Una pierna, cercenada por la zona baja del muslo, con los
huesos sobresaliendo, astillados, yace a los pies de la cama, digamos pues que
esa extremidad ya no cuelga de ningún lado de la cama. Sí podría decirse que la
cabeza le cuelga, sujeta por escasos girones de carne y parte de la estructura
ósea de la garganta y el cuello, pero separada del resto del cuerpo en varios
centímetros, vacilante. Y el torso, si el cuerpo de la niña era repugnante,
teniendo en cuenta además la aberración extra que suponía su corta edad
arrebatada a la vida, este ya no tenía palabras. No hay apenas órganos en su
interior, desperdigados por la cama, las paredes y el suelo, y alguno permanece,
al menos en parte, dentro de la boca de la criatura, y lo masticaba sin cesar
como el que masca un chicle duro, o como el que come uno de esos caramelos que
se pegan a las encías, atiborrándose con
la carne fresca, goteante, de su víctima. Incluso veo entre los dientes
ennegrecidos restos de cabezas y raspas de pequeños peces.
El ser semeja un hombre mutado o algún tipo de animal
humanoide, con las facciones hinchadas, incluso sangrantes por múltiples
fisuras, rasgaduras de la piel supurante. Le faltan matas de pelo de la cabeza,
aquí y allá, y se ve el interior por debajo de las calvas. Venas azuladas
palpitan por toda la piel, blanquecina y de un brillo pringoso, como grasiento.
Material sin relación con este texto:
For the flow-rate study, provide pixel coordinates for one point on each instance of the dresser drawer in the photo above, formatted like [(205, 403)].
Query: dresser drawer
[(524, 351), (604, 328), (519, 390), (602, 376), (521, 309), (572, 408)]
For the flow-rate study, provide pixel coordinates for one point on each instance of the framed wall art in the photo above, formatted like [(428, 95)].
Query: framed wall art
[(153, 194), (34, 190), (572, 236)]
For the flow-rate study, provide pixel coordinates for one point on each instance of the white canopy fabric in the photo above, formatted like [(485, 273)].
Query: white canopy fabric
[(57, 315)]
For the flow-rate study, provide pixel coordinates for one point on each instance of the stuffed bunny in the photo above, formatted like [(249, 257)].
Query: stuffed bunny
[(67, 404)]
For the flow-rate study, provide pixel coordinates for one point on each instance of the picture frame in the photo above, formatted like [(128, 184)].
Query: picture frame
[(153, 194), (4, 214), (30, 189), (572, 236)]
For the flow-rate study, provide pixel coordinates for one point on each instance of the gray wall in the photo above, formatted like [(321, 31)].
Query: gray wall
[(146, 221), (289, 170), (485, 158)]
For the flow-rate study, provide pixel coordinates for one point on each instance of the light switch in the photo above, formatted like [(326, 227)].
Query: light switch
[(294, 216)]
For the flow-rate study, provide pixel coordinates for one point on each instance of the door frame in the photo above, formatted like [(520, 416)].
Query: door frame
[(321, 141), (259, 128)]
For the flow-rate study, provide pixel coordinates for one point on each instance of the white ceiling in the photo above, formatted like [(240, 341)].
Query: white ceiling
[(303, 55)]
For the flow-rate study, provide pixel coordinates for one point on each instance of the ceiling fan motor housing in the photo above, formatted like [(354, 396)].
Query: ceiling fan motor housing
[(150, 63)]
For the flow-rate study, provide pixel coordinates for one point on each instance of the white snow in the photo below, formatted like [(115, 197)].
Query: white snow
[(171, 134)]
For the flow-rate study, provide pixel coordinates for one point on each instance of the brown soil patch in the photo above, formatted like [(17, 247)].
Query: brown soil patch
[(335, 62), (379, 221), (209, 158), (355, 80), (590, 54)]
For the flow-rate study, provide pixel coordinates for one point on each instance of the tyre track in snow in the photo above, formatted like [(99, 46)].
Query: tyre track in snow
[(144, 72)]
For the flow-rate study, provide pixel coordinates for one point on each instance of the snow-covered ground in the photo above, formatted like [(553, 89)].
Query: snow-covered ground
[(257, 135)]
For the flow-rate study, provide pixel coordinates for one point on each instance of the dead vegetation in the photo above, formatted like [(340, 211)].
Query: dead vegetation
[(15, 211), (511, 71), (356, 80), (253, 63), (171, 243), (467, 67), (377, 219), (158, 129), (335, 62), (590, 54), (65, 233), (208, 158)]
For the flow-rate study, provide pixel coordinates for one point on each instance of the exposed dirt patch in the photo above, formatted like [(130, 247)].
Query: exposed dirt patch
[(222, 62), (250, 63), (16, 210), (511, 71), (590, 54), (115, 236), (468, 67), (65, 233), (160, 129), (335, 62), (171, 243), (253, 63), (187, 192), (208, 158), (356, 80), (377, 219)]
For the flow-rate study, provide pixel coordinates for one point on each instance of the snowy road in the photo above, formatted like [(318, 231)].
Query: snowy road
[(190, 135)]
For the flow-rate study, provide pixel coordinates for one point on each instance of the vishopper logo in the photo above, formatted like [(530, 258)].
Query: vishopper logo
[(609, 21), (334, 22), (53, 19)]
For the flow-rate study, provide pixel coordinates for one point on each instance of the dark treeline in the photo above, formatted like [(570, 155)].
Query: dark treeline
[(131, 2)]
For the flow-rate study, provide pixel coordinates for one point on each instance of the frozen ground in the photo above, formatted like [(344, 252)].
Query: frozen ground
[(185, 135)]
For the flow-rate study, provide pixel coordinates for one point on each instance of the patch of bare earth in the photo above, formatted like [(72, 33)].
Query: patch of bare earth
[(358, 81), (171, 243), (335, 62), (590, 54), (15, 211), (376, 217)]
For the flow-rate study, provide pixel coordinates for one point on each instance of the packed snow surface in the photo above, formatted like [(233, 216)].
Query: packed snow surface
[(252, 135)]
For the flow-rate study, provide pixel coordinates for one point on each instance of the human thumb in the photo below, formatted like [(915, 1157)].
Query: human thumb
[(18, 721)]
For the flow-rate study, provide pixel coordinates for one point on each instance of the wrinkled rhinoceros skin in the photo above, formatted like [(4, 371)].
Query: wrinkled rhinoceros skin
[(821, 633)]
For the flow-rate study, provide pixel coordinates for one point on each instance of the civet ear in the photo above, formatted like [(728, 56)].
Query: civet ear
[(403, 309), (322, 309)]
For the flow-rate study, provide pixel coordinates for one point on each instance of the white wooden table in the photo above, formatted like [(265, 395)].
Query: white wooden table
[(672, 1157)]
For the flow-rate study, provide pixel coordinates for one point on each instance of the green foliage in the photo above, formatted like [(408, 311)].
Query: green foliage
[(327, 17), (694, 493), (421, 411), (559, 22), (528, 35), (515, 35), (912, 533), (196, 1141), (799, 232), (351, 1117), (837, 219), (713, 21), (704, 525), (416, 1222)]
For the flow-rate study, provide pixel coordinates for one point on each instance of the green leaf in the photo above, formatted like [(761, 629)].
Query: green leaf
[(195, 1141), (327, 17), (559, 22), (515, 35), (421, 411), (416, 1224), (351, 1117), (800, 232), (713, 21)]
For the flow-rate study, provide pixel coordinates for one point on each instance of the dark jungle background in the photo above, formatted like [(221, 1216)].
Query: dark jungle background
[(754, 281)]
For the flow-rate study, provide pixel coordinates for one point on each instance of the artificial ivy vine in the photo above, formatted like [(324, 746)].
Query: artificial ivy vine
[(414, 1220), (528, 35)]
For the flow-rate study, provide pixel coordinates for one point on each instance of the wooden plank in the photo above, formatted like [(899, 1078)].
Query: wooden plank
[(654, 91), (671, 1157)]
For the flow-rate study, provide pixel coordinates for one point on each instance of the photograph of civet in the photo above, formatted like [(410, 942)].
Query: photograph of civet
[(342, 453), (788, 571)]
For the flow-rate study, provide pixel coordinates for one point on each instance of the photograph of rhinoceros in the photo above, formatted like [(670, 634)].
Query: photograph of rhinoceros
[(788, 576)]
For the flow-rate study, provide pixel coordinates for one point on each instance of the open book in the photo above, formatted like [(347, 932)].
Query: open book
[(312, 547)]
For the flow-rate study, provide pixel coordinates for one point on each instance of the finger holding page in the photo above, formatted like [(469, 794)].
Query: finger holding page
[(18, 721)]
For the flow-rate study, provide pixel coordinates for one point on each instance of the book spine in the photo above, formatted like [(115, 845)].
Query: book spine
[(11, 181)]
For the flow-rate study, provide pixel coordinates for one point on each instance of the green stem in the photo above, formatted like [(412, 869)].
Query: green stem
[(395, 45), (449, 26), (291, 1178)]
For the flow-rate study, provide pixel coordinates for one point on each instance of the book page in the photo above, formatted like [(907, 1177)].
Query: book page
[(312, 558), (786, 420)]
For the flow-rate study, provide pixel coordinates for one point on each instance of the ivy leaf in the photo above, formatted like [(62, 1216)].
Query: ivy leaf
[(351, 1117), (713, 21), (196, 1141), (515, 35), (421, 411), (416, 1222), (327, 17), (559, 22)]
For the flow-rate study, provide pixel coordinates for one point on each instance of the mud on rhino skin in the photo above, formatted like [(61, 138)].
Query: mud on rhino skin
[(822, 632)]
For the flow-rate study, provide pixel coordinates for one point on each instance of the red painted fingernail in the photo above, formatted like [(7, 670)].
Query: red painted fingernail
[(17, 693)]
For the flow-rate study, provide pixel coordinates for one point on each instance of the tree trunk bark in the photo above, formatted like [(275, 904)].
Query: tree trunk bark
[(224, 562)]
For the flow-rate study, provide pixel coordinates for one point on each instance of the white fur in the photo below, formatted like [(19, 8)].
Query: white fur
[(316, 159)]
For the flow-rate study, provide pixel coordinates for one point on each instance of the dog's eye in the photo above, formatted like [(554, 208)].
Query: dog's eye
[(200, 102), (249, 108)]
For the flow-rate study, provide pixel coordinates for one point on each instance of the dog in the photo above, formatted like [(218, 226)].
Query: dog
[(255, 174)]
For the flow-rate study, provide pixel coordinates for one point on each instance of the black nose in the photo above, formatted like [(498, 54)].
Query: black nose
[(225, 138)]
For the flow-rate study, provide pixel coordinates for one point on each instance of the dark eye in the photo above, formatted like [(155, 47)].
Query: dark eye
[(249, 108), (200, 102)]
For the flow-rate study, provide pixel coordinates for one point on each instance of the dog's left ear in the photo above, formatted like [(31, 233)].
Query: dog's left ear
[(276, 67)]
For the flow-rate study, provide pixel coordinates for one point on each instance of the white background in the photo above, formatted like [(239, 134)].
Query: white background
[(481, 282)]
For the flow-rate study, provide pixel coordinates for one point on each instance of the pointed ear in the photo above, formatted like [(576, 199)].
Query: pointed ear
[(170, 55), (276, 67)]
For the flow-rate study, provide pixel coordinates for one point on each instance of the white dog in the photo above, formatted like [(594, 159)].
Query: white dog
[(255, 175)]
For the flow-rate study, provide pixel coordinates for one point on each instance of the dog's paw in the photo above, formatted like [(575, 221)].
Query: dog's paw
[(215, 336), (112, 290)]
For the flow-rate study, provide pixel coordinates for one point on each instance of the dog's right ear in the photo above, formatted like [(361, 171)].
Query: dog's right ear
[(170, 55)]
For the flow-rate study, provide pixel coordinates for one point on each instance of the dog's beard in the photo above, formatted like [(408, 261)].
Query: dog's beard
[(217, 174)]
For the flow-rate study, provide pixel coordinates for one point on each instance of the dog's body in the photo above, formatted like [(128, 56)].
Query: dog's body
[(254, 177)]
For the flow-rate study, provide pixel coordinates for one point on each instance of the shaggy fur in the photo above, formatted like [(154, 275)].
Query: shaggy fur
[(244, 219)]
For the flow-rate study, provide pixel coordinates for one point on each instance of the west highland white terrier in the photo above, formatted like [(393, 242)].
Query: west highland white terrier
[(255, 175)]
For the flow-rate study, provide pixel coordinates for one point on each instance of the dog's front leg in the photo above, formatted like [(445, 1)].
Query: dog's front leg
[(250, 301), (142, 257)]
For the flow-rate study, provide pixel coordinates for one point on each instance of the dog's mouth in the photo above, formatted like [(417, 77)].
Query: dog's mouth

No es exactamente sudor ni pus, pero parece más espeso que el primero pero más
líquido que el segundo, y le confiere un resplandor espectral, enfermizo. Da
asco, repulsión. Hasta que veo sus ojos. Son una explosión de sangre, doloroso
sólo de mirarlos. Teñido de rojo púrpura, el interior del ojo era un todo vivo,
se dilata y se contrae como un reptil retorciéndose en un espacio limitado,
furioso, encolerizado. Parece una cuenca vacía con líquido animado, rojo y
negro, variando la intensidad de sus matices por momentos. Algo ocultos tras
una expresión de cólera incontenida, me miran con crueldad, con rabia, con una
fiereza y una pasión endiabladas. No expresaban curiosidad, ni sorpresa. Son
puro deseo, anhelo, hambre…
Ante el sonido de mis sollozos o la imagen de carne viva, el
extraño ser de ojos exaltados flexiona la espalda hacia atrás en un movimiento
imposible para un ser vivo, hasta casi doblarse por la mitad y me mira con tal brutalidad que me hace
tambalear y jadear a la vez. Olfateando en mi dirección, se relame los fluidos
y cuajarones que cuelgan de sus labios y su barbilla chorreante, con glotonería,
entornando aún más los ojos y exhibiendo una sonrisa fría y burlona. El cabrón
se esta deleitando, y no sólo eso, no me había fijado en que está desnudo, y
ahora que lo veo estirado, de rodillas sobre las ruinas humanas que aún quedan
sin roer bajo él, me doy cuenta de la tremenda erección, inflamación, o no sé
cómo llamarlo, que padece. Está excitado, en éxtasis, plenamente satisfecho. Y
a la vez quiere más, necesita mi carne, no sexualmente sino que quiere comerla,
desmenuzarla e ingerirla lentamente.
Ese gesto, todo lo que transmite su mirada y su expresión
corporal, son el cúlmen de lo insoportable. En unos segundos me vuelvo y recorro
el pasillo, pisando las blandas esencias de los restos de la joven víctima,
casi cayendo sobre ella al patinar en su jugo y terminando de desperdigar
aquella masa ya indefinida. Corro como poseída, sin saber si soy perseguida o
no, sólo escuchando los latidos de mi corazón desbocado dentro de mis oídos,
con una fuerza brutal, ensordeciéndome, y mi respiración agónica y entrecortada.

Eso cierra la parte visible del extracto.